Kittredge summarized what his understanding was about the role he would fill.
"Just be available to throw longer outings if they need me to," Kittredge said. "I think it's just be flexible with short outings, long outings. Kind of do both. ... It's something I'm comfortable with. And I think just based on the conversations I've had with the staff, that's how they plan on using me."
Joey Wendle came to the Rays in a Dec. 11 trade with the Athletics, and he'll begin the season as the left-handed-hitting component of the second-base platoon with Daniel Robertson.
Wendle has 36 Major League games under his belt from the 2016 and '17 seasons with Oakland when he hit .266 with two home runs and 16 RBIs. His Minor League totals suggest he can do more offensively.
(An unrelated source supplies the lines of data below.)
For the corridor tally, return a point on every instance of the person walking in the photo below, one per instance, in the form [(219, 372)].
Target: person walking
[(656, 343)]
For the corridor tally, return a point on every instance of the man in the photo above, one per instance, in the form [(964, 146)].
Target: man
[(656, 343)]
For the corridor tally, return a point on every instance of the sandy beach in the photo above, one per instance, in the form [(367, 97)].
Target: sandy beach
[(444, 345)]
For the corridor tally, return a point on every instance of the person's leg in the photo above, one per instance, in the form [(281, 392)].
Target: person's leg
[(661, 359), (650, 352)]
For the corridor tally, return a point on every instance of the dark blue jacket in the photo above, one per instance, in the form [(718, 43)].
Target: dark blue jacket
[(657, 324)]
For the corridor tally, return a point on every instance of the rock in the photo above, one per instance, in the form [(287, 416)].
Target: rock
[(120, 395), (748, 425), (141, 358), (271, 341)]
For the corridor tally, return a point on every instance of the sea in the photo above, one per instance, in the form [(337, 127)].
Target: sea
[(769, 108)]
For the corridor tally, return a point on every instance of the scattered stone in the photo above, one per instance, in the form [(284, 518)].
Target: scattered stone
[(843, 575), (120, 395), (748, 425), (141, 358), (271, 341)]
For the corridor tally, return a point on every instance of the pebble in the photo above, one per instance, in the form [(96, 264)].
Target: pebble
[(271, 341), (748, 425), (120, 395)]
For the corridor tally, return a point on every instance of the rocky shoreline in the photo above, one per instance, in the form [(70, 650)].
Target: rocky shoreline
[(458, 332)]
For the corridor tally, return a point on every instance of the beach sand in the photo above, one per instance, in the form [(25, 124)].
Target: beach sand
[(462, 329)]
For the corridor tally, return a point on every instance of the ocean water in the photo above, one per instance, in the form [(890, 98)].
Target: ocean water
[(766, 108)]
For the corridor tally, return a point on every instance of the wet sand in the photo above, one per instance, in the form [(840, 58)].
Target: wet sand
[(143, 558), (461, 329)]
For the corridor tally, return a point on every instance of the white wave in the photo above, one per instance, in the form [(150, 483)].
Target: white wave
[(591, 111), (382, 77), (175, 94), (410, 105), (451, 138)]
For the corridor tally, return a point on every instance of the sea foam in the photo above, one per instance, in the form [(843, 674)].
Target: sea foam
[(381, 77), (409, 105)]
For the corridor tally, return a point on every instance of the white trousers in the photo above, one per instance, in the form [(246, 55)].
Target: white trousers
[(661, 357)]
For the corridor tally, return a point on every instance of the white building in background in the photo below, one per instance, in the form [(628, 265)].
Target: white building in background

Wendle was asked about the biggest difference in competition between the Major and Minor Leagues.
"I think there's a handful of factors at play," Wendle said. "Your first week or so of being in the Majors, you're dealing with being in the Major Leagues, in terms of the spotlight being a little different. In terms of all the names you're playing against.
"Second thing. Every pitcher, every single time, is going to bring everything he has. You have to be ready to compete every single day, because the other team is definitely going to do that. So, maybe in Triple-A, sometimes you get away with not having your best day. You can scratch out a hit or two, but you have to bring everything, every single day in the Major Leagues."